Fino a metà luglio pochi temporali, temperature in calo ma ancora superiori alle medie del periodo Stampa E-mail
Durante la seconda metà del mese di giugno, come previsto, l’estate è andata affermandosi su tutta l’Italia, con gli anticicloni che hanno mostrato più volte i muscoli sull’intero bacino centrale del mar Mediterraneo. In particolare gli anticicloni afro mediterranei hanno preso il sopravvento sulla nostra penisola portando due intense, ma fortunatamente non troppo prolungate, ondate di caldo. Sull’Appennino centro meridionale, negli ultimi giorni, le temperature massime hanno raggiunto valori di 30°C anche oltre i 1000 metri di quota.

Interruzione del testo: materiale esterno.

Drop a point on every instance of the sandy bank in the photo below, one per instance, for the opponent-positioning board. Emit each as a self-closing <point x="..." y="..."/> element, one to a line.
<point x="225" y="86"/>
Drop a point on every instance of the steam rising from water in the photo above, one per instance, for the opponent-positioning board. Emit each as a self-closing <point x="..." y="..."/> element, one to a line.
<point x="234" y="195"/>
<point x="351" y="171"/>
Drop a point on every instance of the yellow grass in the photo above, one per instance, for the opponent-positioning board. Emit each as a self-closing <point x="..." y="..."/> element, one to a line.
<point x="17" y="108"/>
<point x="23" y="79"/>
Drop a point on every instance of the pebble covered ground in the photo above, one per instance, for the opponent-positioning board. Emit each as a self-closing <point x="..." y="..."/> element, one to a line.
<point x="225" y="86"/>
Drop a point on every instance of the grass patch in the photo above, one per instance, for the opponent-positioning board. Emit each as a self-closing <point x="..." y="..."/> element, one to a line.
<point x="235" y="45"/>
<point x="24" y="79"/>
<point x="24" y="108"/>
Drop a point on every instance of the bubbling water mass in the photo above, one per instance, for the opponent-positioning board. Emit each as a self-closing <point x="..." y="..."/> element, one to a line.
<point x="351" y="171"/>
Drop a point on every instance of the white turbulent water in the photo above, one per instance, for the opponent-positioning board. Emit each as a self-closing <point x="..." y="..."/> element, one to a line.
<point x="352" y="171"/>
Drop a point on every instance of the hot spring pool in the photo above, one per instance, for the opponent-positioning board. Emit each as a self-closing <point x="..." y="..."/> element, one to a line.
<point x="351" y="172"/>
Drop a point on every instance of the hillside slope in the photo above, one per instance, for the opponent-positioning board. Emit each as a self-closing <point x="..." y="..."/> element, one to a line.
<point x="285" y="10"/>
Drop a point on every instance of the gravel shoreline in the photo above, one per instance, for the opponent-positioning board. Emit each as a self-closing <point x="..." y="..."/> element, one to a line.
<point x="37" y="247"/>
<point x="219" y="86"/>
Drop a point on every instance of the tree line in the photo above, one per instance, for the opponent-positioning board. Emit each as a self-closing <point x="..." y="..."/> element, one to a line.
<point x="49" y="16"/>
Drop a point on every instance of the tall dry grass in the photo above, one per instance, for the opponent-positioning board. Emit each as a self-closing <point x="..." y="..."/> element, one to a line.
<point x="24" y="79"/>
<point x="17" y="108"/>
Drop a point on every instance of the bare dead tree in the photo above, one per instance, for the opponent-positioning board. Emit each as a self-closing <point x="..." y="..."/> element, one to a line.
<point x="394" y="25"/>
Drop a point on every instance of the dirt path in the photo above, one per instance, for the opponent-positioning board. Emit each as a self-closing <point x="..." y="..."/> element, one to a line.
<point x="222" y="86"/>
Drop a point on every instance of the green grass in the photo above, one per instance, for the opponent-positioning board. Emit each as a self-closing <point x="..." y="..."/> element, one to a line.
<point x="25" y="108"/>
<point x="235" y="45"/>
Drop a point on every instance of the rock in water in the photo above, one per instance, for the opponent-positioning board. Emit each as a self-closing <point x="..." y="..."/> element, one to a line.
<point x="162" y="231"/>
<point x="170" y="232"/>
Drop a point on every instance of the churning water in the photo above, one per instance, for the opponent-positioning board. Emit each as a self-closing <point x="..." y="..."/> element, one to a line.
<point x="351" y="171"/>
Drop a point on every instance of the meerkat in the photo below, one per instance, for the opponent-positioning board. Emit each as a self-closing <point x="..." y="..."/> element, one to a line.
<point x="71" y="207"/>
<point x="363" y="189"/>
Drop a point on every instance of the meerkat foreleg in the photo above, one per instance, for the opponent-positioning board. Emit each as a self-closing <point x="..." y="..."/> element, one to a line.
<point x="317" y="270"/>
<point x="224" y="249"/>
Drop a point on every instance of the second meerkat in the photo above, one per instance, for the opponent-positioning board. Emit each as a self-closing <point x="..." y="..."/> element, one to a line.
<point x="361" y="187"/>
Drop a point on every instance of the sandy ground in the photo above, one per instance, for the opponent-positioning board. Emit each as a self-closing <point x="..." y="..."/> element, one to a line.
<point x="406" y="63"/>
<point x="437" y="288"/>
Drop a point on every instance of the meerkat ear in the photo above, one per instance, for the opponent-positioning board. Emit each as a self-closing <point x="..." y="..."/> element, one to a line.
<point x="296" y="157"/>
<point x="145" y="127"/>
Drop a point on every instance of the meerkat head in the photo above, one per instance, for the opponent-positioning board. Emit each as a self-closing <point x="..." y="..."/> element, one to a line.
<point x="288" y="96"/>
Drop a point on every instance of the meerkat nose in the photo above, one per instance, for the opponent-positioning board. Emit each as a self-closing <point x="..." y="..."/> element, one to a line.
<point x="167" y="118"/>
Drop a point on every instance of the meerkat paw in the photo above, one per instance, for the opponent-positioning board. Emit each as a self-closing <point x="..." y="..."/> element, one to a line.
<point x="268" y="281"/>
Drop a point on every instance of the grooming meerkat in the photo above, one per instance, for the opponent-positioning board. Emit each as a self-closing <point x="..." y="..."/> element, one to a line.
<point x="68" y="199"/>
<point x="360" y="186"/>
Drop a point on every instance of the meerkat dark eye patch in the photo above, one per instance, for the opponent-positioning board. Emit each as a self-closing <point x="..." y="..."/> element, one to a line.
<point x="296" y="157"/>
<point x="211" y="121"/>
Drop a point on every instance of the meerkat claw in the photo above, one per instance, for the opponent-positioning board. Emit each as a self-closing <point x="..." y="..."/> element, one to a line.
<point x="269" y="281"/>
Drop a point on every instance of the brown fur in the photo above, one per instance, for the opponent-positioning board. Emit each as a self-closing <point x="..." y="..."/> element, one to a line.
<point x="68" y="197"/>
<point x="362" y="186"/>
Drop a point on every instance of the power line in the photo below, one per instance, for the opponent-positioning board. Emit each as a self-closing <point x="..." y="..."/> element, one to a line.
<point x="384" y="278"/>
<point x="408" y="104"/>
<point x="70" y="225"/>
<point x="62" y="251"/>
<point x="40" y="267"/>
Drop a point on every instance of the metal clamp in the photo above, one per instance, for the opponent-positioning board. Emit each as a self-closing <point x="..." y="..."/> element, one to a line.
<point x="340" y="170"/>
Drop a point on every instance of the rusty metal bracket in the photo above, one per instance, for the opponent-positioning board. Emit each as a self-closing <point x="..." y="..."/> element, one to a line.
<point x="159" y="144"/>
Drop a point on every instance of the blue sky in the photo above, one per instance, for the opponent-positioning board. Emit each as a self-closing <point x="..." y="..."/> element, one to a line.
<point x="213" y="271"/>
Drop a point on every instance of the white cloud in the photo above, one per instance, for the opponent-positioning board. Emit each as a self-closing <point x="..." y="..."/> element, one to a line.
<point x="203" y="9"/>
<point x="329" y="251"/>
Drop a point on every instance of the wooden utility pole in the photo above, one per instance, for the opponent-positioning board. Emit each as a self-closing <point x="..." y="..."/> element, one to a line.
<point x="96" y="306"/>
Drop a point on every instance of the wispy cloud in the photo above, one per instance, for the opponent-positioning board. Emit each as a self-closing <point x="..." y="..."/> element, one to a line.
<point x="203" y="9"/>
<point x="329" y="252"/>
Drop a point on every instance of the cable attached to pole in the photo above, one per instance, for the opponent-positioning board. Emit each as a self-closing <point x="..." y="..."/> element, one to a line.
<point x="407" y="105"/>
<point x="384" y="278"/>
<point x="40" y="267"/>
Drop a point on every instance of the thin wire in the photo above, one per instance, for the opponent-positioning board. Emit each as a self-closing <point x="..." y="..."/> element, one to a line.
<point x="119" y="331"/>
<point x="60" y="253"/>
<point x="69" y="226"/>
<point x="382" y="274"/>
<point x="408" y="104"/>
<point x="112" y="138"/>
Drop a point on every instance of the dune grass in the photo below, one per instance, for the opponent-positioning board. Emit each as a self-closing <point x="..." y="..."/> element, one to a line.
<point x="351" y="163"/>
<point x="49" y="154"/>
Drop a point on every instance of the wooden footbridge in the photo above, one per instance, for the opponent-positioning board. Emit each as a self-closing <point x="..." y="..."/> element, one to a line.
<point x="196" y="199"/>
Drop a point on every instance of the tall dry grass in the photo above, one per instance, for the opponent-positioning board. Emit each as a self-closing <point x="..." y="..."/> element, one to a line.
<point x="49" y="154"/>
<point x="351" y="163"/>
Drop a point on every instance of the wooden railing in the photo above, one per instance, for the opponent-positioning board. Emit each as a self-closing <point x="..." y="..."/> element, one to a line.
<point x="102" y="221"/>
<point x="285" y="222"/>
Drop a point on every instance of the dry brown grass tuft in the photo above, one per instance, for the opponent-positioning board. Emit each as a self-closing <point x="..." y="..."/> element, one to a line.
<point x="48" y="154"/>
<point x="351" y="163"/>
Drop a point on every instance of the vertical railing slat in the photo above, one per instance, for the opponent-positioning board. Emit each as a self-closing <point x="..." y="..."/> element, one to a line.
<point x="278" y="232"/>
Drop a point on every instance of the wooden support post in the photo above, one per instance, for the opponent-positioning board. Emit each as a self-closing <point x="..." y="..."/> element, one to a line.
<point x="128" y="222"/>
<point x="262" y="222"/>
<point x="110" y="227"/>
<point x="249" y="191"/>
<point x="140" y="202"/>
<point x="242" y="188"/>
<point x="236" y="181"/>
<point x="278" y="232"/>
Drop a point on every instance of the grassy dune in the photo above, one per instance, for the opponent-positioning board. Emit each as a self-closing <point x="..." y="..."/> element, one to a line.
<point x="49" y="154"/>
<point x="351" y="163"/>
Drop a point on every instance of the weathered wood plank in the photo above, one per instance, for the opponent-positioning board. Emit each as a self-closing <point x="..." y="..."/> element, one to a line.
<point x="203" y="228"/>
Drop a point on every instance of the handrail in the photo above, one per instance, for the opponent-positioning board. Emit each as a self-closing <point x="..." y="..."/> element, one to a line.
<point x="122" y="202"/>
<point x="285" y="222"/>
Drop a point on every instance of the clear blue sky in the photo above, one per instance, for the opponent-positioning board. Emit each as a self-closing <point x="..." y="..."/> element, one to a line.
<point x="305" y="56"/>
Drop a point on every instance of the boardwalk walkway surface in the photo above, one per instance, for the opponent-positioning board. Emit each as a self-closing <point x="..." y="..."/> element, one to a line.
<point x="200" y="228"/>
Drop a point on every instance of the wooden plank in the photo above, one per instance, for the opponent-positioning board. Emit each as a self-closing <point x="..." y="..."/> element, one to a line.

Ciò è potuto accadere grazie alla disposizione con asse meridiano del sistema depressionario stazionante nei pressi dell’Inghilterra e conseguente corposa discesa di aria fresca nord atlantica verso il Portogallo ed il Marocco. Contemporaneamente una altrettanto corposa risposta calda sul bacino centrale del mar Mediterraneo ha permesso risalita di masse d’aria calda subtropicale dall’entroterra nord africano fin nel cuore del continente europeo con consolidamento di un anticiclone afro mediterraneo proprio sopra l’Italia.
Ora però la circolazione atmosferica su scala europea sta di nuovo cambiando grazie all’avanzamento verso oriente, fin sopra le coste occidentali del nostro continente, del sistema depressionario stazionante poco ad ovest dell’Inghilterra. Le perturbazioni atlantiche riusciranno quindi a farsi strada sulla Francia e sulla Germania interessando anche le regioni alpine mentre sull’Italia centrale l’instabilità atmosferica aumenterà leggermente ma le correnti occidentali riusciranno lo stesso a calmierare l’ondata di caldo in atto. Poche variazioni invece sull’Italia meridionale.
Image Per quanto riguarda l’Appennino a partire dalla giornata di domani ma soprattutto nelle giornate di mercoledì 4 e giovedì 5 luglio, assisteremo ad un più evidente sviluppo di nubi cumuliformi pomeridiane. Le precipitazioni comunque risulteranno ancora scarse, qualche locale rovescio o temporale sui settori settentrionali, più isolati sui settori centrali, del tutto occasionali sulla dorsale appenninica meridionale. Le temperature caleranno di alcuni gradi portandosi su valori poco superiori alle medie del periodo. Venti deboli o temporaneamente moderati durante le ore centrali del giorno, prevalentemente occidentali sui settori tirrenici, orientali su quelli adriatici.
Durante il prossimo fine settimana il sistema depressionario inglese tornerà a disporsi con asse sostanzialmente meridiano, o comunque da sud ovest verso nord est, con aria fresca nord atlantica in discesa verso le coste portoghesi e marocchine. Di conseguenza assisteremo ad una nuova moderata risposta calda sul bacino centrale del mar Mediterraneo con nuova, temporanea affermazione dell’anticiclone afro mediterraneo sopra l’Italia.
In Appennino sole e caldo nel prossimo fine settimana fino almeno a mercoledì 11 luglio, ma dovremo restare su valori inferiori a quelli registrati nelle ultime 72 ore, probabilmente 2°C o 3°C in meno specie sull’Appennino centro settentrionale.
Aria più fresca ed instabile nord atlantica potrebbe affluire sull’Italia a partire da giovedì 12 luglio, se questa nostra ipotesi dovesse venire confermata avremo una metà di luglio caratterizzata da un buon numero di rovesci e temporali lungo l’intera dorsale appenninica con temperature anche inferiori alle medie del periodo.